ROS2 Autonomous Waypoint Robot
Introduction
Developed a differential-drive (two-wheel with caster) mobile robot capable of autonomous waypoint navigation and real-time obstacle avoidance. The project bridged the gap between virtual prototyping and physical hardware by first building a complete physics simulation in Gazebo and then deploying the control stack directly onto a physical robot.
Project Details
- Core Tech: ROS2 (Robot Operating System), Gazebo (Physics Simulator), Python/C++.
- Hardware: Differential-drive mobile platform (2 active drive wheels, 1 passive roller/caster wheel), 3x infrared/ultrasonic distance sensors (front-facing).

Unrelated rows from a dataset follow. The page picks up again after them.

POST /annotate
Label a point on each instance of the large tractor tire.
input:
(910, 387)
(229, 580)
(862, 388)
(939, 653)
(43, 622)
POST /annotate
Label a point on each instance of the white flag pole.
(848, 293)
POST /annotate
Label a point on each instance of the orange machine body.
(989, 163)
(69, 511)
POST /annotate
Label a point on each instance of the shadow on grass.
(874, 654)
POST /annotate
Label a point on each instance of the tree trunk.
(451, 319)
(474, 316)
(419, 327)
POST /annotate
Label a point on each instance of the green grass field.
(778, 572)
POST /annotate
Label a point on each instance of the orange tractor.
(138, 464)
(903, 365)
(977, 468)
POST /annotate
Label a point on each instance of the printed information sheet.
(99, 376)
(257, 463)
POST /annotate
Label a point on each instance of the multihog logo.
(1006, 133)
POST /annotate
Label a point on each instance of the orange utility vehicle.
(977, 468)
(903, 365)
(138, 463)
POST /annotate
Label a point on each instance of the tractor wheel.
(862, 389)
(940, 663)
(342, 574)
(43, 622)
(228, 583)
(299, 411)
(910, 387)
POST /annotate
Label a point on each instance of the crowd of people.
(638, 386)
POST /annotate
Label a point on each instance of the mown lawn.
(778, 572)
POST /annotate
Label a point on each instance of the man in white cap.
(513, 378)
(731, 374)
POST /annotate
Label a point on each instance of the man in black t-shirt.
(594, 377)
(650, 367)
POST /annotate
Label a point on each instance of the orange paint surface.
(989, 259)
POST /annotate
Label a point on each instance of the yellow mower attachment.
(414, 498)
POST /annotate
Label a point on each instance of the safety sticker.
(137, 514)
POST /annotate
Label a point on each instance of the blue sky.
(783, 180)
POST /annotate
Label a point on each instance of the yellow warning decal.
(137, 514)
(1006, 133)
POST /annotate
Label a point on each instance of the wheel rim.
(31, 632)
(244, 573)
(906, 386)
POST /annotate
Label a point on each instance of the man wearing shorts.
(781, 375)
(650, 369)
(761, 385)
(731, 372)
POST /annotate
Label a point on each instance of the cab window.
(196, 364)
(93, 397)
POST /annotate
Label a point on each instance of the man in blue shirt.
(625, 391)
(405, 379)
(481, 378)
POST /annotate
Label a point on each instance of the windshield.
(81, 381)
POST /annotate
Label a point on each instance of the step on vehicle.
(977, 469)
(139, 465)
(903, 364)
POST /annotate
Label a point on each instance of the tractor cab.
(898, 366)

- Concepts: Robot kinematics, state machines, sensor fusion, obstacle avoidance algorithms.
Key Features & Actions
- Virtual Prototyping (Gazebo): Designed a 3D simulation of the robot in Gazebo, defining its physical properties (mass, friction, wheel torque) and sensor limits to test navigation.
- ROS2 Control Stack: Built modular ROS2 nodes to handle sensor data acquisition, waypoint tracking, and wheel velocity commands ($/cmd_vel$), utilizing ROS2 topics and parameters for clean node communication.
- Reactive Obstacle Avoidance: Programmed an algorithm that analyzed the three front-facing distance sensors to dynamically adjust the robot's heading when obstacles were detected.
- Waypoint Navigation State Machine: Created a coordination system that calculated the distance and heading to a target coordinate, smoothly driving the robot forward while actively overriding the trajectory if an obstacle crossed its path.